Jun 28, 2013 Ken Ilgunas
New Harvest
ISBN 978-0544028838
296 pages
$15.95
Reviewed by James Norton
When Henry David Thoreau published "Walden" in 1854, he fueled a centuries-long debate about the relationship between man and nature and the shackles that we wear when we participate in urban civilization. The romantic image of Thoreau in his cabin is central to "Walden on Wheels," a remarkable memoir that manages to stay light on its feet while saying a great deal about the state of modern American society.
When "Walden on Wheels" begins, Ken Ilgunas is in a bad place: working at a Home Depot, deeply in debt for a useless undergraduate education and unable to find meaningful work.
What begins as a confrontation with his $32,000 college loan becomes a much larger conversation involving the author, his parents and his even more indebted friend Josh. The real heart of "Walden on Wheels" is the servitude that most Americans willingly enter to buy houses, wardrobes, vacations, educations and cars that do little more than keep them competitive with the Joneses.
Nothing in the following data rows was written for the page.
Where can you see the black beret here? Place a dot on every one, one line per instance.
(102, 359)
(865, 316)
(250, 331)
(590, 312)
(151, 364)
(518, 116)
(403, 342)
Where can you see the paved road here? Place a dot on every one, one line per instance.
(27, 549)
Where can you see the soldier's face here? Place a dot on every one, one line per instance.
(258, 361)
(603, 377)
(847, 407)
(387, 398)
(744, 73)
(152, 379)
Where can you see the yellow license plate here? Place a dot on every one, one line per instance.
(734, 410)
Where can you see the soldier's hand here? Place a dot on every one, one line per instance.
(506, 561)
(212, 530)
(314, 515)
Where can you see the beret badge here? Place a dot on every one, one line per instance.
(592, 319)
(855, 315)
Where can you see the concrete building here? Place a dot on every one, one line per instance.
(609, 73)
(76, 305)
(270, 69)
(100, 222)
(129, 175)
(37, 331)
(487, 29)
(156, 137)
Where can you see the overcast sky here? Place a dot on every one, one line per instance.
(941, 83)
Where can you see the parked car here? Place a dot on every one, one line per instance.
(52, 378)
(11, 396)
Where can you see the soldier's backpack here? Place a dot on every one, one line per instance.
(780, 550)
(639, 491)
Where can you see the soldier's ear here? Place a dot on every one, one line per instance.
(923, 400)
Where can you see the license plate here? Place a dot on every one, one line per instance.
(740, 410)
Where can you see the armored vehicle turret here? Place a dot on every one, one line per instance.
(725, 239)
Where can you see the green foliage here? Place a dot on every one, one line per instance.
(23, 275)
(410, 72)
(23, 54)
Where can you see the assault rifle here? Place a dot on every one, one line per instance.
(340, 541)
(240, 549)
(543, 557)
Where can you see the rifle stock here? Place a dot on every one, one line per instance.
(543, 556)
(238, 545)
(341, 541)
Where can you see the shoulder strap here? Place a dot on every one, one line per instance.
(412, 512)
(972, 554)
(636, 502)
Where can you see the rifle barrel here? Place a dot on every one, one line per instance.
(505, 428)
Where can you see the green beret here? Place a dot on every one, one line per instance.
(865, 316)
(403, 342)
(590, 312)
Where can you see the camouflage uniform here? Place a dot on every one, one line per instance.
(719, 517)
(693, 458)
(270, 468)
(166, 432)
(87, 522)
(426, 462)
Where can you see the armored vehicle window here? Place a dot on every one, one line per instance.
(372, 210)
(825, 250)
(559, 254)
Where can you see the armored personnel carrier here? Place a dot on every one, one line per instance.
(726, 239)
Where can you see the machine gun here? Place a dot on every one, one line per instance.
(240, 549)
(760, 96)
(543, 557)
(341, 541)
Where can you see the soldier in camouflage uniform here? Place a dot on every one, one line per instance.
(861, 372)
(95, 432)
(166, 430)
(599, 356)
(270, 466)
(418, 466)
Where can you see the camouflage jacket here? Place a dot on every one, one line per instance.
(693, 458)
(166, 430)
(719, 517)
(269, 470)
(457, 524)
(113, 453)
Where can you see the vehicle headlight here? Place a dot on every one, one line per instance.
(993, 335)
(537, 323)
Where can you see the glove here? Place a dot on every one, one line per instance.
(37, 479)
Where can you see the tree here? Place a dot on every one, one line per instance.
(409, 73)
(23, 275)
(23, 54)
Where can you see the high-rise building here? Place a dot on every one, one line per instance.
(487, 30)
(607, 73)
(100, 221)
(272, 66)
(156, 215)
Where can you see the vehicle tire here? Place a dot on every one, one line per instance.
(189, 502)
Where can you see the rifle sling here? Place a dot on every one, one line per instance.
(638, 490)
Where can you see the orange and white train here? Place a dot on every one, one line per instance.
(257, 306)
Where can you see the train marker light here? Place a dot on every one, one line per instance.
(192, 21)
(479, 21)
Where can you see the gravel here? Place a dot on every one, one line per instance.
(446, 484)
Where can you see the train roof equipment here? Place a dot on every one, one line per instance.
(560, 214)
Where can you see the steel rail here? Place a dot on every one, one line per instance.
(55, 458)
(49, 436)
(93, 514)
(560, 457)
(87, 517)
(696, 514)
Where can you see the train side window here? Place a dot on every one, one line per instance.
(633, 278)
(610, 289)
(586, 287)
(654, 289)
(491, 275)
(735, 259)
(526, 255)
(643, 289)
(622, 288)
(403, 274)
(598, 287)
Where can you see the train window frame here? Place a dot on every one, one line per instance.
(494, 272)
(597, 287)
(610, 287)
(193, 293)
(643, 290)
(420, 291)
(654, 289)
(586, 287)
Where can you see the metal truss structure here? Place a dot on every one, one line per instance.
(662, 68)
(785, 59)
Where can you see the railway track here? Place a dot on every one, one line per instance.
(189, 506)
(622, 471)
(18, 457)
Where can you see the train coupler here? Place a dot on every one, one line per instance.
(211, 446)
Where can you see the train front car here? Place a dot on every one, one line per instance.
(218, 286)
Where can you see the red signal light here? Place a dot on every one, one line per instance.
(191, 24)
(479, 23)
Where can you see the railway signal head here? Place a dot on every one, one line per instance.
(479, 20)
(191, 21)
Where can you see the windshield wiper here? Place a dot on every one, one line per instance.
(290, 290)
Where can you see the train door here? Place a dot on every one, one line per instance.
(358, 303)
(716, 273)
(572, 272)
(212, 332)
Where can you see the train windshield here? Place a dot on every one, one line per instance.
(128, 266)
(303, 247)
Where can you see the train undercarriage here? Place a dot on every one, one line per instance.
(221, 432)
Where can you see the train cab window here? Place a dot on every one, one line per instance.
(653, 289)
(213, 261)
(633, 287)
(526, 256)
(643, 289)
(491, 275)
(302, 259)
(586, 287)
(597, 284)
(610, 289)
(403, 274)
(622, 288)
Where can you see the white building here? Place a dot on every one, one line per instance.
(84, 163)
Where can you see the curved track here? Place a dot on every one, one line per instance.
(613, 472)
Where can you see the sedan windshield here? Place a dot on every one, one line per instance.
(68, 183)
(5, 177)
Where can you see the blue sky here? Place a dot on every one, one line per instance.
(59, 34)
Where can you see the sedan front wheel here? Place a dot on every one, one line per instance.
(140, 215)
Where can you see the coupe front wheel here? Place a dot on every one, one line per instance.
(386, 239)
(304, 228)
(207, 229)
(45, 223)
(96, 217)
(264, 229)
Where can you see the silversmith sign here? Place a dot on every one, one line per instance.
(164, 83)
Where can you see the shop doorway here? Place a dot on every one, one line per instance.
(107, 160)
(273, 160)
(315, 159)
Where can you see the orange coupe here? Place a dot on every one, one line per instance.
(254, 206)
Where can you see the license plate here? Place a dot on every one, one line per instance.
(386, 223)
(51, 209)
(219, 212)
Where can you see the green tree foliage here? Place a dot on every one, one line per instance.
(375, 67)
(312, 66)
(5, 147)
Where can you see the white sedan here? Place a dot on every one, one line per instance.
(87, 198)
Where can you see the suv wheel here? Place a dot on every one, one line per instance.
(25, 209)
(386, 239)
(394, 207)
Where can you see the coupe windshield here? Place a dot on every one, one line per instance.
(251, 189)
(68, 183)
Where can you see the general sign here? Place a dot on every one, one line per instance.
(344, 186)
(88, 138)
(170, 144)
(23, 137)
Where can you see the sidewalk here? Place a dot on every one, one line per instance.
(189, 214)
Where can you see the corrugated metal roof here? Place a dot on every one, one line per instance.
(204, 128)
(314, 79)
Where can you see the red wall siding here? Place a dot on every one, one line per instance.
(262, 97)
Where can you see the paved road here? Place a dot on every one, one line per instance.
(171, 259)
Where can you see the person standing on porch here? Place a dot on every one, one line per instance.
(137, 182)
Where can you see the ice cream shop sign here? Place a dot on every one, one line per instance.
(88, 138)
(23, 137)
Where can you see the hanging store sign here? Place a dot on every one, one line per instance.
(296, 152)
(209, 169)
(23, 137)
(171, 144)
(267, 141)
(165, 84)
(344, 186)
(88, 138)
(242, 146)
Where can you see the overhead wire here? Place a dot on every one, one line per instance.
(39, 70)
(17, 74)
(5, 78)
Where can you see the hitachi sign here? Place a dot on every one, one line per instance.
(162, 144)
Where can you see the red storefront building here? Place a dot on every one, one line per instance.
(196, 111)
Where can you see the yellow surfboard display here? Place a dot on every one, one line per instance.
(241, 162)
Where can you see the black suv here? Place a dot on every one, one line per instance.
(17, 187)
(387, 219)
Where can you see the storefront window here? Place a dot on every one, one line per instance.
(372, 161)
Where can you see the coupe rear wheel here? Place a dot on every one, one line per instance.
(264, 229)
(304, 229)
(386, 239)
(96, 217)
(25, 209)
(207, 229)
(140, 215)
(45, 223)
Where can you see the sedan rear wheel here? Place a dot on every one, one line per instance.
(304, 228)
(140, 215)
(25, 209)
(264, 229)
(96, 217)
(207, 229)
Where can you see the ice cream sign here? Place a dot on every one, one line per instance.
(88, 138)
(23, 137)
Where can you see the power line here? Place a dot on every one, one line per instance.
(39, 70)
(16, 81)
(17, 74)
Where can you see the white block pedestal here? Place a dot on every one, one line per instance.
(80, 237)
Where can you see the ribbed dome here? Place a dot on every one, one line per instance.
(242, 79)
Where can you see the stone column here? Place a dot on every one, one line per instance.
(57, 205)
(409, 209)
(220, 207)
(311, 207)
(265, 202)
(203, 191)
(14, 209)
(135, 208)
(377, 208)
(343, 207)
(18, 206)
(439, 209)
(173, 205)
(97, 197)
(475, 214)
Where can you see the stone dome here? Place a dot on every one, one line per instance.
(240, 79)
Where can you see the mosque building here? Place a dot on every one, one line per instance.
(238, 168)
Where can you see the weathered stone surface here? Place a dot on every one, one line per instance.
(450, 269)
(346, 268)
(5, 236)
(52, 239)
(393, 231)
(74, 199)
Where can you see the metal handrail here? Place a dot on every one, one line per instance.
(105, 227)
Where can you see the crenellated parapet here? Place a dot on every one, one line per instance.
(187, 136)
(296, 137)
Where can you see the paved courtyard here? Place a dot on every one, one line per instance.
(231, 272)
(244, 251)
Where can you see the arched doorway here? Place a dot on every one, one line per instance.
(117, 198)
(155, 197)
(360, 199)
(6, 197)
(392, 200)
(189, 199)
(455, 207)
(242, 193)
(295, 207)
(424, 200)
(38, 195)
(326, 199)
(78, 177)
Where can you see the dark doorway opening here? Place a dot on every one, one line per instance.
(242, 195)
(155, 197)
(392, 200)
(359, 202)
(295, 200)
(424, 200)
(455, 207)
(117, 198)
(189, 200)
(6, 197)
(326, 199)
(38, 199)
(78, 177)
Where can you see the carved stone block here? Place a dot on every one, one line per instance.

Ilgunas documents his travels to Coldfoot, Alaska, where he earns money doing manual labor under sometimes brutal conditions. He also hitchhikes back to New York, helps with the post-Katrina cleanup on the Gulf Coast, and sleeps in a van while attending graduate school at Duke University. All the while, he lives by his wits, learns from his numerous and candidly documented mistakes, and catalogs the costs and benefits of opting out of a conventional consumer existence dominated by cars, cellphones and homes.
In less skilled hands, this could easily become a journey into thinly veiled martyrdom, but Ilgunas has an acute sense of humor that keeps the tone earnest and self-deprecating. His use of expense and income amounts (as Thoreau shared in "Walden") grounds his more abstract story of struggling to escape from the grasp of modern consumer society, and the memoir is much stronger for his command of detail.
Ilgunas is a rare and wonderful travel companion. Along the way, he describes natural phenomena so skillfully that you might be compelled to flee your desk and head for the hills, walking stick in hand.
James Norton edits a Midwestern food journal called the Heavy Table and is the author of "The Master Cheesemakers of Wisconsin."